Extremsport Highlining: Balancieren über dem Abgrund

Beim Highlining laufen Sportler über ein schmales Band, das sie über Täler und Schluchten spannen. Die BNN haben einen Balancierkünstler und zwei andere Extremsportler bei ihrem Weg in schwindelerregender Höhe begleitet.

Eine Frau auf einem Seil in hoher Höhe
Daniela Schmidt genießt die Aussicht auf der Highline. Seit acht Jahren läuft sie auf den schmalen Bändern über Täler und Schluchten. Foto: Nir Avneyon, AntiGravity Photography

In diesem Moment gibt es nichts, was Jakub Morawskis Aufmerksamkeit mehr fordert als das zweieinhalb Zentimeter breite Band unter ihm. Es ist der einzige Halt, der sich seinen Füßen bietet.

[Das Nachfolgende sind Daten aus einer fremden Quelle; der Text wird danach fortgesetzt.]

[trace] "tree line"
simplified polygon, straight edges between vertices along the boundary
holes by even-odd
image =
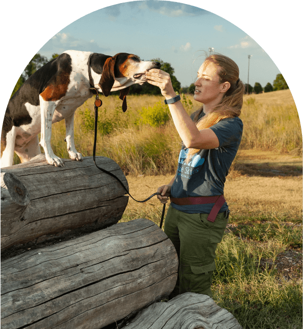
[[[41,56],[39,54],[36,54],[32,58],[30,62],[27,64],[26,67],[24,70],[24,72],[20,75],[18,79],[15,88],[12,93],[12,97],[15,93],[21,87],[27,79],[28,79],[36,71],[43,66],[48,62],[56,58],[59,55],[58,54],[54,54],[50,59],[48,59],[45,56]],[[178,81],[177,78],[175,76],[175,70],[172,67],[169,63],[164,62],[160,58],[154,58],[150,60],[151,61],[159,62],[161,64],[161,69],[165,72],[169,73],[170,75],[172,84],[174,90],[179,94],[193,94],[194,91],[194,85],[191,84],[188,87],[181,88],[181,84]],[[245,84],[245,94],[247,94],[247,85]],[[273,85],[270,83],[268,83],[266,86],[263,88],[259,83],[256,83],[255,86],[252,87],[248,85],[248,94],[254,93],[255,94],[260,94],[263,92],[268,93],[276,90],[281,90],[282,89],[289,89],[289,88],[283,75],[280,73],[277,74],[276,79],[274,81]],[[119,91],[113,92],[112,94],[119,95]],[[160,88],[153,86],[149,84],[143,84],[142,86],[135,84],[133,85],[130,88],[129,94],[132,95],[161,95]]]

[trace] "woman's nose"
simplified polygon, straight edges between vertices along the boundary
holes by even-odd
[[[201,86],[201,78],[197,78],[197,79],[195,80],[194,85],[195,86]]]

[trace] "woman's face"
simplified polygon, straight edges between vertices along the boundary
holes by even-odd
[[[217,74],[218,66],[212,62],[206,66],[205,63],[198,71],[197,78],[194,83],[195,89],[193,99],[203,104],[218,103],[224,96],[222,84],[220,84],[220,77]]]

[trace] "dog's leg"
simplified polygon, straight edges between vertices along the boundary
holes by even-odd
[[[13,166],[16,129],[17,128],[15,126],[13,126],[11,130],[7,133],[5,137],[6,139],[6,146],[1,157],[2,168]]]
[[[66,142],[67,143],[67,151],[72,160],[82,161],[83,157],[80,153],[77,152],[75,147],[74,140],[74,112],[69,117],[65,118],[65,128],[66,129]]]
[[[39,145],[39,139],[36,136],[21,147],[16,147],[15,152],[20,158],[21,163],[31,160],[33,157],[41,154]]]
[[[56,167],[64,167],[64,162],[59,156],[55,155],[50,145],[52,138],[52,122],[55,110],[58,104],[52,101],[44,101],[39,96],[41,110],[41,138],[40,145],[44,148],[46,161]]]

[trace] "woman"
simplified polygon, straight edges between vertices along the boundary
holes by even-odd
[[[175,177],[158,189],[161,202],[170,198],[164,232],[179,260],[177,284],[169,298],[187,292],[212,297],[216,250],[229,213],[223,195],[224,183],[242,136],[238,117],[244,86],[232,60],[212,55],[201,65],[194,83],[194,99],[203,105],[190,117],[179,97],[175,98],[168,73],[152,69],[145,76],[161,89],[183,141]]]

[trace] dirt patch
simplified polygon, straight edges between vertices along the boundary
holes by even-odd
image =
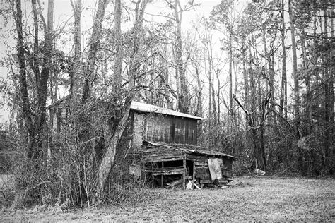
[[[136,205],[72,211],[35,207],[0,212],[4,221],[335,220],[335,180],[240,178],[225,188],[148,189],[153,199]]]

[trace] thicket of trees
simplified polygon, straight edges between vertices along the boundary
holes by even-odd
[[[24,2],[2,9],[17,41],[6,59],[11,78],[1,83],[24,160],[14,172],[16,205],[136,197],[119,140],[131,100],[204,116],[199,144],[240,157],[239,173],[333,174],[330,2],[249,3],[239,11],[237,1],[222,1],[186,30],[183,16],[199,7],[193,1],[165,0],[153,14],[148,0],[99,0],[88,31],[81,0],[71,1],[73,16],[58,28],[54,0]],[[61,136],[45,109],[60,89],[70,102]]]

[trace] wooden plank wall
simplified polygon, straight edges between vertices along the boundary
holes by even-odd
[[[196,120],[151,114],[143,140],[156,143],[196,145]]]
[[[143,131],[145,130],[145,115],[134,112],[133,121],[133,139],[132,149],[134,152],[141,150],[143,137]]]

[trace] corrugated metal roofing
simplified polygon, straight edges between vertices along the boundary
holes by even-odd
[[[179,117],[184,117],[193,119],[202,119],[201,117],[198,117],[195,116],[192,116],[188,114],[182,113],[179,112],[176,112],[172,109],[163,108],[159,106],[137,102],[131,102],[131,104],[130,108],[133,110],[143,112],[148,112],[148,113],[157,113],[157,114],[163,114],[167,115],[171,115]]]
[[[170,148],[173,148],[175,150],[185,151],[186,152],[199,153],[199,154],[213,155],[213,156],[228,157],[234,159],[238,159],[236,157],[234,157],[234,156],[232,156],[223,152],[206,150],[205,147],[201,147],[201,146],[196,146],[196,145],[182,145],[182,144],[160,144],[160,143],[148,142],[148,141],[143,141],[143,143],[148,143],[156,147],[168,147]]]

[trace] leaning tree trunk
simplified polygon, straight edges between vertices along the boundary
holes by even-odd
[[[136,22],[134,26],[134,32],[132,38],[132,49],[130,56],[130,63],[129,68],[129,92],[128,95],[126,97],[124,110],[122,112],[122,118],[118,123],[116,131],[112,135],[110,135],[107,138],[107,145],[106,152],[102,157],[102,160],[99,165],[98,168],[98,176],[99,176],[99,186],[98,191],[100,195],[103,193],[105,186],[106,184],[107,180],[108,179],[109,173],[112,165],[114,163],[115,154],[117,152],[117,146],[120,139],[122,133],[127,126],[127,122],[128,121],[130,105],[131,100],[133,98],[133,91],[134,88],[134,77],[136,75],[136,72],[139,68],[140,63],[140,56],[139,56],[139,49],[141,48],[141,44],[142,44],[141,37],[141,32],[143,27],[143,20],[144,16],[144,11],[146,9],[148,0],[143,0],[141,6],[139,13],[137,11],[139,10],[139,5],[141,3],[141,1],[136,3]]]
[[[294,116],[295,127],[297,128],[296,138],[300,138],[299,135],[299,125],[300,125],[300,95],[299,95],[299,79],[298,76],[298,66],[297,66],[297,47],[295,44],[295,28],[293,20],[293,11],[292,8],[292,0],[288,0],[288,13],[290,18],[290,27],[291,32],[292,41],[292,54],[293,54],[293,82],[294,82]]]

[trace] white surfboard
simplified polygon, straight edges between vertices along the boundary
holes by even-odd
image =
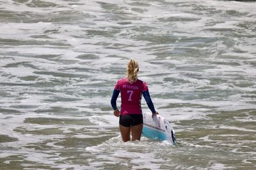
[[[143,135],[148,138],[160,141],[167,141],[172,144],[176,143],[173,128],[163,117],[157,115],[152,118],[152,113],[144,112]]]

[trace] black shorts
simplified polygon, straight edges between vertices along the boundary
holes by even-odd
[[[119,124],[125,127],[138,125],[143,123],[142,114],[121,115],[119,117]]]

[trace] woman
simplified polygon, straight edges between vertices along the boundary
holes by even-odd
[[[115,116],[119,117],[119,128],[123,141],[140,140],[143,118],[141,106],[143,94],[147,104],[154,115],[158,115],[151,101],[147,83],[138,79],[139,66],[134,60],[128,62],[126,77],[119,80],[113,92],[111,101]],[[116,108],[116,99],[121,92],[121,111]]]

50 Meter über dem Boden hängt es, festgezurrt zwischen zwei Felsen auf einem ehemaligen Steinbruch in der Nähe von Mainz. Seine Umgebung scheint der 21-Jährige kaum wahrzunehmen.

Der starke Wind zerzaust seine Haare, das Band vibriert leicht. Aber Morawski lässt sich nicht beirren und setzt unerschüttert einen Fuß vor den anderen, auf seinem Weg über den Abgrund.

Absturz von der Slackline würde tödlich enden

Highlining nennt sich diese Extremsportart, bei der ein spezielles Gurtband, auch Slackline genannt, in so großer Höhe gespannt wird, dass ein Absturz wohl tödlich enden würde. Im Gegensatz zum Drahtseil, dass oft in Zirkussen zu sehen ist, ist die Slackline weich und gibt unter dem Gewicht des Sportlers nach.

Morawski studiert eigentlich Astronomie in Warschau, nutzt am Wochenende aber jede Gelegenheit, um in ganz Europa Slacklines über Schluchten und Abgründe zu spannen. Um seine Hüfte trägt er dabei einen Klettergurt, ein etwa zwei Meter langes Sicherungsseil verbindet den Hüftgurt mit der Highline.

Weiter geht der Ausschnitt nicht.